Владелец особняка с зимним садом, любитель устриц и шампанского Ларион Денисович Рыдлов был настолько похож на свой, хотя и сильно окарикатуренный прообраз, что никаких сомнений не оставалось: Ларион Рыдлов и есть Миша Морозов. Если убрать подписи под монологами, то разобраться, где театральный персонаж, а где реальное лицо, послужившее автору моделью, практически невозможно.

«У этого человека есть свой стиль, рысак, резиновые шины, кучер, дом бонбоньерка, зазвонистая статья о выставке с колоритом нахальства». Это пишет в дневнике В. В. Переплетчиков о Морозове. «Сливки общества теперь мы. Я могу быть и критиком, и музыкантом, и художником, и актером, и журналистом – почему? Потому, что я русский самородок, но смягченный цивилизацией», – кичится герой «Джентельмена». «От нас, третьего сословия, теперь Россия ждет спасения. Ну-ка, мол, вы, миллионщики, обнаружьте ваш духовный капитал. Прежде дворянство давало писателей, а теперь уж, извините, наша очередь… за нами свежесть натуры, мы не выродились». Это заявляет Рындин. «Как-никак, а нужно признаться, что буржуазия у нас в Москве – сила. Она и первым представлениям пьес хлопает, и картины покупает, и о политике говорит. Прежде она боялась частного пристава, бутылку называла "флакончик", вместо "налей" говорила насыпь… Теперь говорят в общем правильно, хотя и употребляют выражения вроде "я был уставши", и имеют университетский диплом», – вторит ему Юрьев-Морозов. В книге «Мои письма» есть еще такой пассаж: «Правда, в буржуазию проникло образование, молодые люди купеческого звания имеют много знаний… но что же дает нам буржуазия на интеллектуальном поприще?»

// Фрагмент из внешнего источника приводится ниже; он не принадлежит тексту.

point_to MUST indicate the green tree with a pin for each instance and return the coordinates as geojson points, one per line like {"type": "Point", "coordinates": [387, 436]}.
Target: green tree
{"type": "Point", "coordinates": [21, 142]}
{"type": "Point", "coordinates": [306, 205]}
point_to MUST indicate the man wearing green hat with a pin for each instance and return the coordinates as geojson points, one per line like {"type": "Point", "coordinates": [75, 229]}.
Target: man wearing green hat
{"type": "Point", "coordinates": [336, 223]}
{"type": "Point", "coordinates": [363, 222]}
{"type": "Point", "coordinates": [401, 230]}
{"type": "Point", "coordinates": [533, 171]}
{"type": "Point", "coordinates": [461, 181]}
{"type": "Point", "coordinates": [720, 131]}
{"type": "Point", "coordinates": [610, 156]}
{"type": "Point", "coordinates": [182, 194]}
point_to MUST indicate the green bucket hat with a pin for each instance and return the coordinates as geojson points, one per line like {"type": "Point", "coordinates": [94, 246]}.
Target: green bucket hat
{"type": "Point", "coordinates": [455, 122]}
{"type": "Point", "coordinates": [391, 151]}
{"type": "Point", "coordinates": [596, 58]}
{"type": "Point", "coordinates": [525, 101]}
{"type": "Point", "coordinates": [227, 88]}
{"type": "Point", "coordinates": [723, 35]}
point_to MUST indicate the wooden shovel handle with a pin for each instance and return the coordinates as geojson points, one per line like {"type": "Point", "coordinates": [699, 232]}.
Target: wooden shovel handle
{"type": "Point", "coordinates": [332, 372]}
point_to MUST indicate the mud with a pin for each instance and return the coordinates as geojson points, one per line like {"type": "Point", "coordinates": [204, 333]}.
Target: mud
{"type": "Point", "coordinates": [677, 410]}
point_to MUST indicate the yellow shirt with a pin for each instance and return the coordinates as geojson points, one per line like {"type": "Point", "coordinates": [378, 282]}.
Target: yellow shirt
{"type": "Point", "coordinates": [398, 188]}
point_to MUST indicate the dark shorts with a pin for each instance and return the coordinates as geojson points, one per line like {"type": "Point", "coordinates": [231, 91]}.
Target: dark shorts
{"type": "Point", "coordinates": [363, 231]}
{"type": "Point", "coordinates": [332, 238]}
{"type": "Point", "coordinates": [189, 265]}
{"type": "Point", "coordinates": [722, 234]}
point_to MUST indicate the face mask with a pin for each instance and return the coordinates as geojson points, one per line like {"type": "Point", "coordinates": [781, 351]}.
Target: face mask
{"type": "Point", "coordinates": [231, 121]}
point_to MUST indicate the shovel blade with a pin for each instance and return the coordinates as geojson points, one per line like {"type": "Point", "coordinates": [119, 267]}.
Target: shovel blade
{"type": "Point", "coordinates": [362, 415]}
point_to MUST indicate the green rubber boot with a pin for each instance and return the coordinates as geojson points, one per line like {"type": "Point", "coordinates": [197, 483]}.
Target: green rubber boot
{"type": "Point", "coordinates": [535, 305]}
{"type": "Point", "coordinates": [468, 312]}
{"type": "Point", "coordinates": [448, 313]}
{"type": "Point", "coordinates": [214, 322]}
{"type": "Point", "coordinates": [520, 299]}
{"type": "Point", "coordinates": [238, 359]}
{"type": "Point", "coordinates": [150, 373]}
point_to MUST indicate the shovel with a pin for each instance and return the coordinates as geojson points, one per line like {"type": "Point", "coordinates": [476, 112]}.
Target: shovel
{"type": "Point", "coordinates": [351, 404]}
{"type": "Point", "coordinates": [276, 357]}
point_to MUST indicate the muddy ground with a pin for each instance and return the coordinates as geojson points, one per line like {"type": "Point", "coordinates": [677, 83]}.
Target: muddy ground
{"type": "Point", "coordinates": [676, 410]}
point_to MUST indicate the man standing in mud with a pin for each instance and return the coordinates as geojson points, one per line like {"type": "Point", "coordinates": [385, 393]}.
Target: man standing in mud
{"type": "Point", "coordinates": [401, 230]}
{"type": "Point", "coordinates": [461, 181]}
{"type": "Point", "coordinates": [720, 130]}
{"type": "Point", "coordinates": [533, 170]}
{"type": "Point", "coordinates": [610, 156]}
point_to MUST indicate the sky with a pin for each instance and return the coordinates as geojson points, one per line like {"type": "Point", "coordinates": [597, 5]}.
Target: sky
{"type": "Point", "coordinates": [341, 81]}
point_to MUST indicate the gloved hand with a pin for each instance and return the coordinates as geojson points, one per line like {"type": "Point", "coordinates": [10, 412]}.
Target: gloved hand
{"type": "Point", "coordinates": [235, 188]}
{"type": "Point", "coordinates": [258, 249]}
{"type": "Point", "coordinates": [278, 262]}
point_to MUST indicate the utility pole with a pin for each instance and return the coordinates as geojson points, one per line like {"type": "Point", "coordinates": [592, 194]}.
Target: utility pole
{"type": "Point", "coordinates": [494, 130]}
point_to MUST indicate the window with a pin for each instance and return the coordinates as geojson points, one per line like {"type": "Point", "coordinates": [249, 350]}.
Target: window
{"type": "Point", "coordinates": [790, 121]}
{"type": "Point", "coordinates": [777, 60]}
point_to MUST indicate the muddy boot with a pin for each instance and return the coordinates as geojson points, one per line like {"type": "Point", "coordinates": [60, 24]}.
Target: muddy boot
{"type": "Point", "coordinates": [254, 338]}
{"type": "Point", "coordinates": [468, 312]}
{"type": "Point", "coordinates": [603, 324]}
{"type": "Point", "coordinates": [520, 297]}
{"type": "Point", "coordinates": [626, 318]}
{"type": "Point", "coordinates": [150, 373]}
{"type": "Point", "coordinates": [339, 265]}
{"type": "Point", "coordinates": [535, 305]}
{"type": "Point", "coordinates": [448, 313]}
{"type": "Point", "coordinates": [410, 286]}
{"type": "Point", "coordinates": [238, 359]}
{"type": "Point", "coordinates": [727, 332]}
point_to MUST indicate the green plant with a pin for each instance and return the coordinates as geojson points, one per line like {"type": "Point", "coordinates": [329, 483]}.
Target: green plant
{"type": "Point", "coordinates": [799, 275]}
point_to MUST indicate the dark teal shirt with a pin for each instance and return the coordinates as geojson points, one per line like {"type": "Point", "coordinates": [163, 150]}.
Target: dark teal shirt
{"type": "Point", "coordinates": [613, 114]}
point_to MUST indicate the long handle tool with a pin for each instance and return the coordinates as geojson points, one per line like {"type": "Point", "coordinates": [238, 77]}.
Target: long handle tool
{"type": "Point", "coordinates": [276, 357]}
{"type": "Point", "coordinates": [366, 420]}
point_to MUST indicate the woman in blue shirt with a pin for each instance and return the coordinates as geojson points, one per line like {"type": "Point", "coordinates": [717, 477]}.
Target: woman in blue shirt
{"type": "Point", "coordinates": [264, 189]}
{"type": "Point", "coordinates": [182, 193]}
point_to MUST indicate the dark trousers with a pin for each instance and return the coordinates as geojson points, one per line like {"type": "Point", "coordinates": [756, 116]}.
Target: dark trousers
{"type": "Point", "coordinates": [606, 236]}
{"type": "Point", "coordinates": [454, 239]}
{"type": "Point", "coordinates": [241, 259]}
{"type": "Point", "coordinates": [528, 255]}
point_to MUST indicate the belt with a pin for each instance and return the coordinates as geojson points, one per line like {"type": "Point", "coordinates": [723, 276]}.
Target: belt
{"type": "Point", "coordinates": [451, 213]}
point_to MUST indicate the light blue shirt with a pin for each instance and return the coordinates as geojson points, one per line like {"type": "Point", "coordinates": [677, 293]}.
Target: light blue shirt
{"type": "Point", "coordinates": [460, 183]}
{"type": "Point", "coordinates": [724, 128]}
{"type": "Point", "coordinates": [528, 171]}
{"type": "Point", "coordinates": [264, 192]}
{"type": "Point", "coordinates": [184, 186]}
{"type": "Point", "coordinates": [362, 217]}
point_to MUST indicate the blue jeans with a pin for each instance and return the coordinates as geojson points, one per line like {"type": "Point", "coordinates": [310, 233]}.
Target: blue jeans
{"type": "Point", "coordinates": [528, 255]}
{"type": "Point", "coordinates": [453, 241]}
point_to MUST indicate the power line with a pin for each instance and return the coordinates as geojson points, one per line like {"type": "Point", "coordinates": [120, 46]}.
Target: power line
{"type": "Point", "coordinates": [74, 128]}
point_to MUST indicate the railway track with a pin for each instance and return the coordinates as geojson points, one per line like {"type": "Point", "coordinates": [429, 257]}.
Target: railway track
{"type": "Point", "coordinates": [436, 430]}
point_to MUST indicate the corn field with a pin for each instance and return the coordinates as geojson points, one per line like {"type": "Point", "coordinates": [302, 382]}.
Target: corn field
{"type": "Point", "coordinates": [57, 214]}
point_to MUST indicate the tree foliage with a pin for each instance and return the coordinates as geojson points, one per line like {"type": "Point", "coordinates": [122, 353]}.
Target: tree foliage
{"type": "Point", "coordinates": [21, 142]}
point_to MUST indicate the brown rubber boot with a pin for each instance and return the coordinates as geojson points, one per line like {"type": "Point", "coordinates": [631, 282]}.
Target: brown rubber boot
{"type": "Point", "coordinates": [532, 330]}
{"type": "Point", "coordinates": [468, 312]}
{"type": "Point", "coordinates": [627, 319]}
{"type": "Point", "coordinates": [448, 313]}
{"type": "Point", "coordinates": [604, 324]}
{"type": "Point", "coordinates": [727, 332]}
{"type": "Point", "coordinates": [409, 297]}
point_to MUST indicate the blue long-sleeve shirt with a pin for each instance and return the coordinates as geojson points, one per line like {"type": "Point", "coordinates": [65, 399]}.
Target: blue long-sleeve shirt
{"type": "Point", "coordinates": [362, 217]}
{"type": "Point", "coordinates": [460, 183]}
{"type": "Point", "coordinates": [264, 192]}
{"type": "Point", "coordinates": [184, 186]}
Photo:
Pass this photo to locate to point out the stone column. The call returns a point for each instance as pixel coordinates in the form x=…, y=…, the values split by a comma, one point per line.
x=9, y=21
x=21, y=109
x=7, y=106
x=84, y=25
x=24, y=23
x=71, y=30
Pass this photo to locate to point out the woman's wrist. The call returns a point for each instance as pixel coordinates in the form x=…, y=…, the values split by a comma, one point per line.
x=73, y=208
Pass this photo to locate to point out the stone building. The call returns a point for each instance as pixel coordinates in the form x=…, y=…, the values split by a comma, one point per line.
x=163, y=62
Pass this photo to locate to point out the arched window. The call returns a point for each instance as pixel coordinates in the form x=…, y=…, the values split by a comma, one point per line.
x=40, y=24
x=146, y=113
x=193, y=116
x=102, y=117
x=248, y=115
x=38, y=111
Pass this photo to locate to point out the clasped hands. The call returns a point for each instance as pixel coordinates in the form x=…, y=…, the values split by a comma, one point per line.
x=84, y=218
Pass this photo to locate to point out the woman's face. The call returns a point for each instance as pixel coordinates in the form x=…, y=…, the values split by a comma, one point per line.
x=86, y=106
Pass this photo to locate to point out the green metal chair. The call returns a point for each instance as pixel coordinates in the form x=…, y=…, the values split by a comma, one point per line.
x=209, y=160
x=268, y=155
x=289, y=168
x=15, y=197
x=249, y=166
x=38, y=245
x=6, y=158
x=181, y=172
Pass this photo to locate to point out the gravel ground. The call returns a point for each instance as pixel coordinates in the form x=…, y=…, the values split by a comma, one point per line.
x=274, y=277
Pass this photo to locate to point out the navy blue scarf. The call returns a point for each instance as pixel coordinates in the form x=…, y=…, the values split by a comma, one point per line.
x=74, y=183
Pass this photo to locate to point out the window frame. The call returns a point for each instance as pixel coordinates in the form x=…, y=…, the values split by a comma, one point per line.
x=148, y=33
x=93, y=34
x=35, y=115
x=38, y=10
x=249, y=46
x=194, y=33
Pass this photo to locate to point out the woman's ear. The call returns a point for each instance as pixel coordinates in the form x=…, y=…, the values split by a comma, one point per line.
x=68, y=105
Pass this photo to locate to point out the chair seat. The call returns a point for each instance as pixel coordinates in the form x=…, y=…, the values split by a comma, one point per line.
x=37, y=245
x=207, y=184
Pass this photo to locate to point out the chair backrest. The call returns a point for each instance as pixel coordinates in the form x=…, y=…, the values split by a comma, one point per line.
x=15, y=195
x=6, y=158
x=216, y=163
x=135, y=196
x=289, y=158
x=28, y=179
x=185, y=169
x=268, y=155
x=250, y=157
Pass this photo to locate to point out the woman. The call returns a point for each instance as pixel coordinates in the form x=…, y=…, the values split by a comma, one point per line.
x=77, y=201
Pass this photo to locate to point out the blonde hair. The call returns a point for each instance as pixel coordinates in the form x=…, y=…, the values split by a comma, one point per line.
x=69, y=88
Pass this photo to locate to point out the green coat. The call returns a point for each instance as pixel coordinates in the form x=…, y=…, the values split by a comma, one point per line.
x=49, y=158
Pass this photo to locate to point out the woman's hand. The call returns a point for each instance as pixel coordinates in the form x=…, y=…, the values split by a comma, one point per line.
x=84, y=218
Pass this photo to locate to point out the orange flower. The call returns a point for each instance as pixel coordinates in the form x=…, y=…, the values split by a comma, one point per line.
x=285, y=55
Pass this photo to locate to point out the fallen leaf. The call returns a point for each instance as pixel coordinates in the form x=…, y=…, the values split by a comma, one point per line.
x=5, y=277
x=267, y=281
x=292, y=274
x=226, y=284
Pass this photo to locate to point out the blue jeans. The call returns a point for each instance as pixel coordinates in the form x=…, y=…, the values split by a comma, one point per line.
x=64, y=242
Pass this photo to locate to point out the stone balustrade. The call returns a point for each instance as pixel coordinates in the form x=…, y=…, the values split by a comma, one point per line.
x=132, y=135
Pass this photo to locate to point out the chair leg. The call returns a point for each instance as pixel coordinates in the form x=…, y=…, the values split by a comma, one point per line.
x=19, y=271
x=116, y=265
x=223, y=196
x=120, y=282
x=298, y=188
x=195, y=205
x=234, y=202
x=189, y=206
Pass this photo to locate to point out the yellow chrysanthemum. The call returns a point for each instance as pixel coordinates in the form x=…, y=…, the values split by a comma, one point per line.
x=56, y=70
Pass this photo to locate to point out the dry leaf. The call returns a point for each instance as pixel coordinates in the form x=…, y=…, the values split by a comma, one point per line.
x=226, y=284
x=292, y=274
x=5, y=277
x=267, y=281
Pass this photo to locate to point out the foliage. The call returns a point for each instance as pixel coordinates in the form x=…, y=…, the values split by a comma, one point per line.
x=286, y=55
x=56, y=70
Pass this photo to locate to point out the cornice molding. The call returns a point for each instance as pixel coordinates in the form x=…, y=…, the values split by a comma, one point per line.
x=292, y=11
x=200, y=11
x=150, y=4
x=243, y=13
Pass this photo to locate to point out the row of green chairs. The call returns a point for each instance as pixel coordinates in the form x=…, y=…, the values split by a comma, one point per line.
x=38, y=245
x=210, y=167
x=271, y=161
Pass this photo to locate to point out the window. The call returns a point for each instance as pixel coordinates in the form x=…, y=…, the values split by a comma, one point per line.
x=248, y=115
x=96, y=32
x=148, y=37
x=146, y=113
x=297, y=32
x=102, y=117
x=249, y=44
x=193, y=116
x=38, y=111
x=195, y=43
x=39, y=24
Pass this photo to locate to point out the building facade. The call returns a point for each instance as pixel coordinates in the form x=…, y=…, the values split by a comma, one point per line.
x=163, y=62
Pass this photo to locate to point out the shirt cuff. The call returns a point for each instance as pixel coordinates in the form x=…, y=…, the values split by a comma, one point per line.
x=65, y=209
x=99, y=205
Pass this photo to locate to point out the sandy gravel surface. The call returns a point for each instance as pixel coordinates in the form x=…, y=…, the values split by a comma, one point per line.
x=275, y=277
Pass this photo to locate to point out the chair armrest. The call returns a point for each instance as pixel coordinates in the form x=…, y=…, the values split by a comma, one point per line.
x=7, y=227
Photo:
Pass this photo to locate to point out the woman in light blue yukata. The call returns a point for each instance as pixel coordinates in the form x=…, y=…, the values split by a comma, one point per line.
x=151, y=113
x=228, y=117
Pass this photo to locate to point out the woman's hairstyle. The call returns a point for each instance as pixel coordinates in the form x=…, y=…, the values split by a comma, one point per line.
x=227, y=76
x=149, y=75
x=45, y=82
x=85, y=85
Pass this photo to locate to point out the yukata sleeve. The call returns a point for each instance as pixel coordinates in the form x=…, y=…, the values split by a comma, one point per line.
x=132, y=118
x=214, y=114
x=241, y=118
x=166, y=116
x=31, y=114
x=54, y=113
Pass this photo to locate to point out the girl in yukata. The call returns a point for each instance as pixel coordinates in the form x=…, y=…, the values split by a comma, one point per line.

Скорее всего, такой вопрос должен был задать не Михаил Юрьев, а критики рвавшегося в литературу богача-графомана. Он же просил лишь о снисхождении. «Ей-богу, господа, разберите мои письма, разругайте их, выбраните меня, но будьте беспристрастны и отнеситесь ко мне как к писателю, а не как к человеку». Ну не виноват же Морозов-Юрьев, право, что он купец и ему досталось от родителей состояние, и этого одного достаточно, чтобы его книги хорошими, по определению, никогда бы не стали. А ведь ему всего-то 23 года! На первый взгляд он и дебошир, и скандалист, а по сути – обиженный мальчик, желающий самоутвердиться любым возможным образом – дом, жена, статьи, книги, должности. Морозову даже хватает смелости писать о художественных выставках. Он эдакий критик-провокатор (кто-то так и называл его: «критик-озорник»). Ему ничего не стоит обозвать поленовскую «тихую, равнодушно-спокойную грусть» – скукой. Попенять Левитану, что картина «Над вечным покоем» вышла у него неудачной («Земля кажется словно вырезанной и наклеенной на воду, туча не имеет своего отражения в воде»), а его бывший учитель рисования К. Коровин и вовсе «лишен понимания рисунка».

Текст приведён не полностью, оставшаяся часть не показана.